We’re on our drive back to Jersey now. Charlie’s chatting away as I lean back in the passenger seat. My eyes catch the reflection of my smile in the passenger window. Smiling. It’s such an odd expression for me. And it’s because of Logan. The way he treated me this weekend. The way I felt around him. He made me laugh, made me feel comfortable with being a goof, playful even. And for the first time in as long as I can remember, it was okay to feel those things.
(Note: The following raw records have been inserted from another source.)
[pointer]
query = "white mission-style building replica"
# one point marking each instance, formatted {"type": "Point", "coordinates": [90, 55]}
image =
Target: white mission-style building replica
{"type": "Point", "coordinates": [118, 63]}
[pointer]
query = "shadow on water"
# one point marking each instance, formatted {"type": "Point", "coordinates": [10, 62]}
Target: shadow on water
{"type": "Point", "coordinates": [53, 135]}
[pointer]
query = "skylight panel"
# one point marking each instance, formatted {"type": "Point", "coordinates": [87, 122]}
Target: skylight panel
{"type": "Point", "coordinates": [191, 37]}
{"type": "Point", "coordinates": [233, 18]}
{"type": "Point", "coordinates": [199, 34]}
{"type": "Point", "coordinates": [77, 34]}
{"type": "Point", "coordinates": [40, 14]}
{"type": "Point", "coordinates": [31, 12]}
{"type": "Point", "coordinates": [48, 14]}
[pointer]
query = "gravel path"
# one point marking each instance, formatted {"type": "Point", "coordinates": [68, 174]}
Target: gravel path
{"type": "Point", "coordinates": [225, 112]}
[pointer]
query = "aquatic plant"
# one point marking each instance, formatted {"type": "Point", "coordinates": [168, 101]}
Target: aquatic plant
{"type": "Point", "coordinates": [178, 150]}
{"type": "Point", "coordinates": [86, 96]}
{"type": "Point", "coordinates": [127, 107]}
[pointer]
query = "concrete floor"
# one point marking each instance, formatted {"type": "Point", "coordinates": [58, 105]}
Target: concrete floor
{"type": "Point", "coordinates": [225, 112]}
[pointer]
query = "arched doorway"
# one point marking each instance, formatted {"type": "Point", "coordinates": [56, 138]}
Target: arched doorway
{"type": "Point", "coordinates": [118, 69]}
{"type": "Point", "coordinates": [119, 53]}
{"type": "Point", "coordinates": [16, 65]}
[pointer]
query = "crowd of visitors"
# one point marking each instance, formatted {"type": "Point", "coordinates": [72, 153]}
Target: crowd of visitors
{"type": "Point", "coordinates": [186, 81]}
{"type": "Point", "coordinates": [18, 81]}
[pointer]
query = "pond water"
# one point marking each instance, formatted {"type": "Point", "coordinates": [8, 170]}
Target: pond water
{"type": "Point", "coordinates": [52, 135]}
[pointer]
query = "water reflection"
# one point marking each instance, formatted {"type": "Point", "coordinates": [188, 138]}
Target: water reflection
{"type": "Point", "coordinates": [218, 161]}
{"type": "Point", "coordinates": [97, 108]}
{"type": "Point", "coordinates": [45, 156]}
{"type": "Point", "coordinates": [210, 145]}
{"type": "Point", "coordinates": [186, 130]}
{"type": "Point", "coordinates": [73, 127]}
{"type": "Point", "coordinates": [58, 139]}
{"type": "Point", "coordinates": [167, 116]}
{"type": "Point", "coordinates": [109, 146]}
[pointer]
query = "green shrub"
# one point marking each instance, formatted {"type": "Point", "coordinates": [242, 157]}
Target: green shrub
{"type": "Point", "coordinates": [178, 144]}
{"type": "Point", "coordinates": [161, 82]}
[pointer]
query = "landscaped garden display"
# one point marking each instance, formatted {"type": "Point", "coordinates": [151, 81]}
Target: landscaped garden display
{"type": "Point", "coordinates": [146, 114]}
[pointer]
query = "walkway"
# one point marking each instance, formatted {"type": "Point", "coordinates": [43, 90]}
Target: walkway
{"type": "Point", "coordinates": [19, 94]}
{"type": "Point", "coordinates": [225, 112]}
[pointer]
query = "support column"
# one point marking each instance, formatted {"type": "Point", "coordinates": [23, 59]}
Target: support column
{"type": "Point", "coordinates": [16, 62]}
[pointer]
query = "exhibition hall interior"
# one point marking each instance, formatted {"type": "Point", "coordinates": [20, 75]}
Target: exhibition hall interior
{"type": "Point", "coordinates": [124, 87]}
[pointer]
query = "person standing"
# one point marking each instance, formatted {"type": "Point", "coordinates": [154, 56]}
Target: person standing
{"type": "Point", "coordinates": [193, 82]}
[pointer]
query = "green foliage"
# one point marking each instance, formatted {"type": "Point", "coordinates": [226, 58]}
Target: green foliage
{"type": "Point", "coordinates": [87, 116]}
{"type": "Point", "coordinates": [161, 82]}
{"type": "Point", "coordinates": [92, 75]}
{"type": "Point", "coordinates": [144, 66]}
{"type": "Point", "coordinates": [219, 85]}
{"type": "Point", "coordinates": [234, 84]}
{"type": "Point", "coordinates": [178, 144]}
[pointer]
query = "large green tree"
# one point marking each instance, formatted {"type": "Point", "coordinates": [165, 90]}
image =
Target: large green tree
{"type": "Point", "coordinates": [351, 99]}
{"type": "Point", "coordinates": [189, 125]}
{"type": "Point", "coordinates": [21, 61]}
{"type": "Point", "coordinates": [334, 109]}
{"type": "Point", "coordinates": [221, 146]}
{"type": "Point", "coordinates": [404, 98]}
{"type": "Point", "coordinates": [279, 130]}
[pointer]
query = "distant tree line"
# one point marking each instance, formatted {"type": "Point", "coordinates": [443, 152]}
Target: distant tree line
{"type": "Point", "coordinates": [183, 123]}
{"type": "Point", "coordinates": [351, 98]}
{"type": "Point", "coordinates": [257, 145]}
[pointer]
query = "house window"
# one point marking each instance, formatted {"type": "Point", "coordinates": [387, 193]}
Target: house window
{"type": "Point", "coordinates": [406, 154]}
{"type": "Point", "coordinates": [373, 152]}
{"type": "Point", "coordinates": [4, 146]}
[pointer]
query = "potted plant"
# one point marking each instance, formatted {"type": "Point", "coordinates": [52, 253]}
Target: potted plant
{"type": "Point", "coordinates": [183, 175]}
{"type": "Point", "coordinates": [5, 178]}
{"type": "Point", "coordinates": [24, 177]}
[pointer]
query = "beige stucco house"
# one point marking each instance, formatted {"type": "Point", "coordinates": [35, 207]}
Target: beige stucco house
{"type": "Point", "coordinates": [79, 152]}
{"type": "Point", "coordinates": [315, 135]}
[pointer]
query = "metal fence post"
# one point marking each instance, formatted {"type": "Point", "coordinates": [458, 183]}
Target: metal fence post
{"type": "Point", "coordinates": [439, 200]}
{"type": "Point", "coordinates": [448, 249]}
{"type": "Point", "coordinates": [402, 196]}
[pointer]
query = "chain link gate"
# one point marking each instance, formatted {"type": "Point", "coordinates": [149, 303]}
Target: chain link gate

I must admit, when I first laid eyes on him in my backyard by the swimming pool, I would’ve never pegged him for the friendly, gentle goofball—probably one of the biggest I’ll ever meet—that he is. So what if I only spent a few days with him? I still can’t imagine Logan being the person Blair Mega Bitch claimed him to be. If she’s anything like she was back in high school, I’m certain it was just a ploy to get back at Logan—or me, for that matter—for one thing or another.

“You and Logan seemed a bit friendly this morning,” Charlie prods.

I turn my head, facing her, “What do you mean?”

Charlie looks straight ahead, focusing on the long tree-lined road. “Well, for starters, he was practically all over you this morning…and it was kind of awkward.”

I’m caught off guard. “He was not all over me this morning. And what was awkward?”

“Yeah, okay. He was sitting beside you with his arm over your shoulder, and you were leaning into him. The both of you kept whispering in each other’s ears and laughing.”

She’s talking about when Logan and I were cracking jokes about Blair Mega Bitch during breakfast. “And what’s so awkward about that?” I ask.

“It’s not a bad awkward. It’s just like, I don’t know—it felt weird watching you like that. You seemed happy.”

“It’s weird to see me happy?” I retort. Charlie’s little statement causes a flash of heat between my ears, and I’m sure my face is flushing right now. Have I been that out of touch with myself that I haven’t even realized how miserable I’ve been? So miserable, in fact, that seeing me happy is out of place? Now I’m kind of angry with myself.

“No. No, Jenna. I’m just curious. The two of you were, well, out on that swing the entire night in your own la-la land. Did something happen? Are you guys, like, well…hooking up?”

I laugh self-consciously. “Hooking up? No. We realized we have a lot in common, that’s all. And I told him I’d prefer to just be friends. He was fine with that. I don’t know Logan entirely, but it’s nice to have someone to talk to.”

“You can always talk to me.” Her voice is soft, perhaps with a bit of jealousy.

I reach out, placing a hand on her shoulder. “Charlie, I will always have you, and you’ll always have me. You’re an amazing friend. But you’re the one who said I should stop being the antisocial kid. This is me stopping that.”

She sighs, nodding. “You’re right. I just want you to be careful, ya know? I want to make sure you’re careful. That’s all.”